Старик был прав. Вскоре кипарисовая аллея закипела обилием отдыхающих. Художники на площадях у фонтанов выставили свои полотна, кооператоры – различные поделки из камня, ракушек, керамики. Пляж заполнился телами любителей солнечных ванн, купались еще редко, вода была холодная, в основном загорали. Между отдыхающими сновали продавцы с сумками, и их возгласы разносились далеко окрест:
– Жареные семечки!
– Пахлава медовая! Блинчики с творогом!
– Рыба копченая, креветки, холодное пиво!
– Сосиски в тесте! Крымское вино!
И все-таки по утрам на аллее было немноголюдно. Курортники – народ ленивый – в это время еще нежились в постелях. А вечерние прогулки средь человеческой сутолоки тоже имели свою прелесть. Чумаков всегда любил наблюдать людей. К тому же интересные личности и запоминающиеся сценки говорили ему чуть больше, чем другим.
Он специально купил недорогой фотоаппарат и пленку и стал снимать феодосийские достопримечательности: дом Стамболи, памятник Айвазовскому, его могилу, стены Генуэзской крепости, музей Александра Грина и прочие места, куда ходил сам или возили на экскурсии.
Как-то вечером Чумаков совершал свой ежедневный моцион. Уже темнело. У края полюбившейся ему кипарисовой аллеи стоял мужчина со скрипкой. Смычок в его руках выводил печально-торжественную мелодию – это был «Полонез» Михаила Огинского.

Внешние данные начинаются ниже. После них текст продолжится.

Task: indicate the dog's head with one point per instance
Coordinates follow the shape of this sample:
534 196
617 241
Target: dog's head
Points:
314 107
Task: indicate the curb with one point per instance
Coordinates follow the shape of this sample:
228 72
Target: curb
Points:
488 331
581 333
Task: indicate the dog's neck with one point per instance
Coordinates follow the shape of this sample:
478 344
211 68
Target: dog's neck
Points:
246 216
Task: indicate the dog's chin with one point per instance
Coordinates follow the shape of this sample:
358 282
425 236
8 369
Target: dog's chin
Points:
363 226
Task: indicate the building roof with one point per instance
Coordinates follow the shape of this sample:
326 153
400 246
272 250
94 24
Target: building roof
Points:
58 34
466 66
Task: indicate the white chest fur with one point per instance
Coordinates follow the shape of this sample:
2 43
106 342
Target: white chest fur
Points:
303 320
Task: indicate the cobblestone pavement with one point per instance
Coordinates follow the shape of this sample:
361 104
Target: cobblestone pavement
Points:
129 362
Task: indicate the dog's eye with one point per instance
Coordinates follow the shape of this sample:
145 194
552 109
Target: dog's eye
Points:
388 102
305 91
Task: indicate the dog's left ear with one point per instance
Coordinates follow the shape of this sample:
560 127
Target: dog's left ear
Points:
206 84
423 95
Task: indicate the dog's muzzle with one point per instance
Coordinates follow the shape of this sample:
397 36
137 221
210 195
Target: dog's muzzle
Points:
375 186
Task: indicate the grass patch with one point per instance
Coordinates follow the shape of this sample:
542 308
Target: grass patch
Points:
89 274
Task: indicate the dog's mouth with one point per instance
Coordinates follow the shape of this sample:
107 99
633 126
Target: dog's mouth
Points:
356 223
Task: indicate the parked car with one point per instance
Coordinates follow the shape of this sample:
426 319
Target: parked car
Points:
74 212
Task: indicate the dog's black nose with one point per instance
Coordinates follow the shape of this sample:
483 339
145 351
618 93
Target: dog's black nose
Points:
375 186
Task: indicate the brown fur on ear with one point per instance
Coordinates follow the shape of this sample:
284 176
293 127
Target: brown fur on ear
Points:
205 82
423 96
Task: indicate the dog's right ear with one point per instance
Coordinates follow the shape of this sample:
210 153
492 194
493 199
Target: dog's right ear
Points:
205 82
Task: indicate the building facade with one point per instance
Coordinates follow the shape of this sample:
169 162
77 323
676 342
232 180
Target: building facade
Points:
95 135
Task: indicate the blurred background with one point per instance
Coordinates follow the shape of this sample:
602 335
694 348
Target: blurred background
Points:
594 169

Возможно, музыкант хотел развлечь фланирующую мимо публику, но скрипка пела так жалобно, что вызывала невольное чувство сострадания к исполнителю. Казалось, будто он жаловался на одиночество, и в душе его происходил какой-то надрыв. И люди, приехавшие на курорт за беззаботной жизнью и развлечениями, невольно ускоряли шаг, минуя скрипача. Никто не останавливался и не бросал монеты в его раскрытый футляр, впрочем, кажется, и самого футляра у ног музыканта не было.